Bitch: I put my dick on ya lips.”
(U-God of Wu-Tang Clan, “Protect Ya Neck (The Jump-Off”))
The Clan’s most overlooked member spit this crudely straightforward little couplet on their much-slept-on 2000 album “The W”. I love U-Godzilla, for all his tribulations. His voice usually makes his verses worth the price of admission, and he just has this hilarious mix of being totally blunt and completely indecipherable. This is him in one of his blunter moments. Hell, it’s not Shakespeare, and generally I’m not a big fan of dick-on-bitch-lips threats, but this line tickles me every time. It also helps that it comes right after a rapid-fire, impenetrably dense Ghostface verse, and that RZA smartly changes the beat up right as the Golden Armed one gets started. So it’s like everything stops, and your ears stand up to hear what he’s going to say – and then it’s “put my dick on ya lips.” (And let’s face it: “I put my dick on ya lips” is a much more gentle image than “I stick my dick in ya mouth.” It’s sort of a gentle placing of the dick rather than anything forcible. I mean, this IS coming from the guy who rapped “My orchestra graceful, music ballerinas.” He’s a sensitive swordsman.)

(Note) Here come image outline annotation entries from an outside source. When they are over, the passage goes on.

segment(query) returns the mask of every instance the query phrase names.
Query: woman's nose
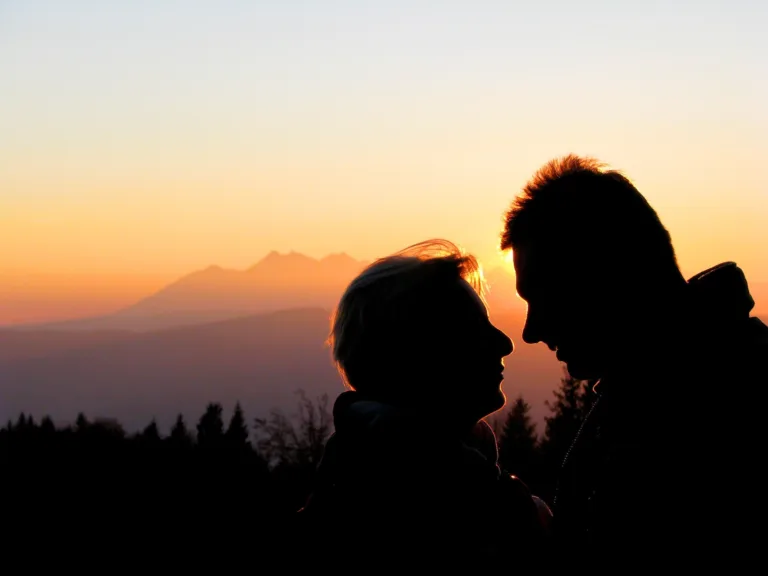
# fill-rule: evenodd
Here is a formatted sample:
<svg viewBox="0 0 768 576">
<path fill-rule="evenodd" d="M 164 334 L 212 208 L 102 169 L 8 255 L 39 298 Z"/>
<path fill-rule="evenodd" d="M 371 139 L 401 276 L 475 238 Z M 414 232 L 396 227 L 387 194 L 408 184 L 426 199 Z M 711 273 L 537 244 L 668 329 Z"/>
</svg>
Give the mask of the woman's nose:
<svg viewBox="0 0 768 576">
<path fill-rule="evenodd" d="M 498 347 L 499 352 L 502 356 L 508 356 L 509 354 L 512 354 L 512 351 L 515 349 L 515 345 L 512 343 L 512 339 L 504 334 L 501 330 L 497 331 L 497 337 L 498 337 Z"/>
</svg>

5) “Kiss the pyramid, experiment with high explosive /
I lick shots at Jesus, slap-box with Joseph”
(Ghostface Killah, “Daytona 500”)
I mean, come on. What’s Ghost talking about? Who cares? This dude is a lyrical shape-shifter: he takes on the proportions of whatever he’s spitting. So in this case, he becomes a kind of Biblical super-antihero. Not bad.
6) “FUCK being hard, Posdnuos is complicated!”

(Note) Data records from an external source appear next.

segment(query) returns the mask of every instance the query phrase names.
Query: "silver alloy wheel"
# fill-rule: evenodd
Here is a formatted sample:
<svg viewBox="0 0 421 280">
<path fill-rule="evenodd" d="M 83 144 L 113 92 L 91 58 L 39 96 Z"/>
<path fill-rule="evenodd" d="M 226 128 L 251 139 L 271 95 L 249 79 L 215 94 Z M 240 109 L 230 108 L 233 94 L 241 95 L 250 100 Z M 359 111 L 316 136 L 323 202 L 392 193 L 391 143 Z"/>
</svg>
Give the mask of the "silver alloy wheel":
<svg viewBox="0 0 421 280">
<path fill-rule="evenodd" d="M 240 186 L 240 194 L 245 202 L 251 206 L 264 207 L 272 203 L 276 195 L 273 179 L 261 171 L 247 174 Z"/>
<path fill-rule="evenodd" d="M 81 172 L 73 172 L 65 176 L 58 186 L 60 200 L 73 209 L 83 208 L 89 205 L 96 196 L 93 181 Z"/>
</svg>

(Posdnuos of De La Soul, “In The Woods”)
Plug One is one of a kind, and 1993’s “Buhloone Mind State” saw him at his most esoteric. He was pissed off, too, and he’s the kind of rapper who makes the most of feeling backed into a corner. For most of this album he spits lyrics that are heavily coded, but this one’s a clear and simple statement, a repudiation of the gangsta/hood clichés that were encroaching steadily on De La’s brand of middle-class bohemian hip hop at the time.

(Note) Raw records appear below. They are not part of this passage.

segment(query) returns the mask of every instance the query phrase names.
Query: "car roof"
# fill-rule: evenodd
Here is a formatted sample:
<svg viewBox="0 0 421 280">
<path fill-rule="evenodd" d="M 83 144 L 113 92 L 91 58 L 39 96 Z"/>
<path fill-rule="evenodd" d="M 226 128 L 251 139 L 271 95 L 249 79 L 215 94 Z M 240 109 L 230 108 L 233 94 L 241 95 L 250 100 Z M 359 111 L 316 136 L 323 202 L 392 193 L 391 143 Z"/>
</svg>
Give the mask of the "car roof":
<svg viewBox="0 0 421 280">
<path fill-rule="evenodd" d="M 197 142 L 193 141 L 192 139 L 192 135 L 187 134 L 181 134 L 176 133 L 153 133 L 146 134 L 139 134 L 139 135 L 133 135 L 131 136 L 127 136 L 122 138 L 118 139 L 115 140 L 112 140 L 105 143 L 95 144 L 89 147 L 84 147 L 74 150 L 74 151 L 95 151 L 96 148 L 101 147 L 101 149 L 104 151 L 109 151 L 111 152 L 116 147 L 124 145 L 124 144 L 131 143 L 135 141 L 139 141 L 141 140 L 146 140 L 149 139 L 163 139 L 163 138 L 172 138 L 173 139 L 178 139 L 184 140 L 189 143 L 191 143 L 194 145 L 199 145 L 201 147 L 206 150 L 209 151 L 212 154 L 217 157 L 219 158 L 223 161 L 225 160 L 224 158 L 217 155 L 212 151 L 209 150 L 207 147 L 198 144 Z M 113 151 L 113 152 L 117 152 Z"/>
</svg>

7) “Now you see that I’m sixty-eight inches above sea level /
Ninety-three million miles above these devils”
(Ladybug Mecca of Digable Planets, “9th Wonder (Blackitolism)”)
I know that Diggedy loves this one. “Blowout Comb” is a classic case of a slept-on brilliant follow up to a good-but-inferior hit record. (Faith No More’s “Angel Dust” is the quintessential rock example, in my mind.) And I just love how Ladybug mixes humble personal details with terrestrial physics and Five-Percent-Nation imagery. One of the sexiest lines in hip hop that isn’t about sex.
8) “A child is born with no state of mind /
Blind to the ways of mankind”
(Melle Mel on “The Message” by Grandmaster Flash & The Furious Five)
This line starts off the final and most haunting verse in this pioneering social commentary anthem, and it contains so much wisdom. I always realize newly, listening to it, that there’s a faulty assumption in the way we mostly look at poverty and urban squalor and suffering in general – thinking that it has anything to do whatsoever with inherent racial tendencies. (Like there’s now a widespread belief that Native Americans are genetically predisposed towards alcoholism – as if the stress of genocide and dislocation isn’t sufficient to explain it.) We may not THINK we think this way, but if we examine our hidden beliefs, that subtle racism can sometimes be found – it provides a convenient explanation for why certain groups seem to have it so hard. Here Melle Mel reminds us, or me at least, that all children have infinite possibilities – until they get born into our physical world and inherit its cruelty and unjust distribution of opportunities. The rest of the verse is a sad litany of consequences, ending with a grisly suicide in prison. But without this opening line, the whole thing wouldn’t be as tragic, or as profound.
That's all for now. What, do you want more?!!!
See you on the 29th, when I can't wait to hear many more of my favorite lyrics performed by some of my favorite performers. Including me.